A lanciare un ennesimo appello è l'europarlamentare eletto nella circoscrizione elettorale abruzzese, Gianni Pittella dal momento che da ieri, praticamente tutti gli aquilani (tranne i lavoratori autonomi con un volume di affari non superiore ai 200 mila euro) sono tornati a pagare le tasse.
Una richiesta insopportabile per quanti nella notte del 6 aprile hanno perso tutto e che oggi, davanti alle macerie di una città che stenta a ripartire, subiscono l'ennesima beffa.
E in attesa degli sviluppi sulla manovra correttiva, anche l'Inps richiede il rispetto dei termini della restituzione dei contributi previdenziali non versati nei primi mesi del post-sisma.
Il termine del 16 giugno 2010 di scadenza del pagamento della prima delle 60 rate con cui vengono restituiti i contributi sospesi da aprile novembre 2009, è stato infatti confermato da un nuovo messaggio Inps a firma del direttore generale.
E questo «alla luce delle maggiori informazioni pervenute, concernenti il testo degli emendamenti approvati dal Consiglio dei Ministri».
La comunicazione, che porta la data del 28 giugno 2010, integra il testo contenuto nel messaggio 16896 del 25 giugno, con cui lo stesso ente sospendeva l'operatività del provvedimento attraverso il quale l'Inps richiedeva il recupero in un'unica soluzione dei tributi non versati da dicembre 2009 a giugno 2010.

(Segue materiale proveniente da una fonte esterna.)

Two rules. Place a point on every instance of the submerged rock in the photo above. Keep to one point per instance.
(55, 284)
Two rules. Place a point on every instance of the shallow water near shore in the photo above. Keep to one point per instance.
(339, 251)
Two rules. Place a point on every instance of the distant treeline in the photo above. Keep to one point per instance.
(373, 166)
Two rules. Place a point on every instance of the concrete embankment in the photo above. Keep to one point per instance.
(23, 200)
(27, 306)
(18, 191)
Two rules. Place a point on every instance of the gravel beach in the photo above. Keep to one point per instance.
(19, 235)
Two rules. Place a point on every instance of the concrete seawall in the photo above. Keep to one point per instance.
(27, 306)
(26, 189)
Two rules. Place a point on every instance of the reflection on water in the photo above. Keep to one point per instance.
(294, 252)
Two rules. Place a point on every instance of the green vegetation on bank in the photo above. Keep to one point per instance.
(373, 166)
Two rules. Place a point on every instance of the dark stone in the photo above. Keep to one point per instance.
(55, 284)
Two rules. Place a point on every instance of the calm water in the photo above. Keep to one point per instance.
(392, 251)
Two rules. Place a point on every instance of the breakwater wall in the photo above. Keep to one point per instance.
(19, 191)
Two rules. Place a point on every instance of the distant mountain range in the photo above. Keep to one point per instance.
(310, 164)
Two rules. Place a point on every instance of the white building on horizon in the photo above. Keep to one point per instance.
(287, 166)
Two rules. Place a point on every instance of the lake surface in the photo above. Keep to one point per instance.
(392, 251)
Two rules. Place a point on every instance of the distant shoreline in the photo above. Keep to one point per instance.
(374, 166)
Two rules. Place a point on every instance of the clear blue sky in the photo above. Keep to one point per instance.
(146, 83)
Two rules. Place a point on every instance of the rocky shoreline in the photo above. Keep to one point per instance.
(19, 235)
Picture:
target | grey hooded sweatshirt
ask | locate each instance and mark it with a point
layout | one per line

Ci sono poi le banche a battere cassa: «alcuni istituti di credito hanno cominciato a bussare alle porte degli aquilani per pretendere la riscossione dei mutui», ha denunciato Giovanni Lolli, deputato del Pd. «La situazione è molto preoccupante, io continuo a sperare in una modifica dell'emendamento presentato al Senato: c'è ancora tempo per un ravvedimento di governo e maggioranza».
Stando alla relazione tecnica dell'emendamento del relatore alla Manovra, Antonio Azzollini, l'onere dello slittamento dei versamenti tributari per l'Abruzzo costerà nel 2010 617 milioni di euro.
A partire dal 2011 invece il recupero di gettito porterà nelle casse dello Stato circa 111 milioni l'anno (fino al 2014) che diventeranno 171 milioni nel 2015.
La copertura per l'anno in corso sarà a carico dello scudo fiscale.
I 617 milioni (esattamente 616,16) risultano da 288,16 milioni di gettito tributario e 328 milioni di gettito contributivo.
Non mancano preoccupazioni anche al di fuori del cratere a favore dei quali, ieri, i consiglieri regionali Giuseppe Di Pangrazio (Pd) e Luca Ricciuti (Pdl), quali vicepresidente e presidente della Seconda Commissione, hanno presentato un progetto di legge.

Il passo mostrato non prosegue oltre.